Вот мимо него промчался рысак крестного. Фома видел маленькую фигурку Якова Маякина, но и она не возбудила в нем ничего. Фонарщик пробежал, обогнал его, подставил лестницу к фонарю и полез по ней. А она вдруг поехала под его тяжестью, и он, обняв фонарный столб, сердито и громко обругался. Какая-то девушка толкнула Фому узлом в бок и сказала:
– Ах, извините…
Он взглянул на нее и ничего не ответил. Потом с неба посыпалась изморось, – маленькие, едва видные капельки сырости заволакивали огни фонарей и окна магазинов сероватой пылью. От этой пыли стало тяжело дышать…
«К Ежову, что ли, пойти ночевать? Выпить с ним…» – подумал Фома и пошел к Ежову, не имея желания ни видеть фельетониста, ни пить…

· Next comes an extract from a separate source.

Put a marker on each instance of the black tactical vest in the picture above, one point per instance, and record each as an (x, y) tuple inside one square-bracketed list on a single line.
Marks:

У Ежова на диване сидел лохматый человек в блузе, в серых штанах. Лицо у него было темное, точно копченое, глаза неподвижные и сердитые, над толстыми губами торчали щетинистые солдатские усы. Сидел он на диване с ногами, обняв их большущими ручищами и положив на колени подбородок. Ежов уселся боком в кресле, перекинув ноги через его ручку. Среди книг и бумаг на столе стояла бутылка водки, в комнате пахло соленой рыбой.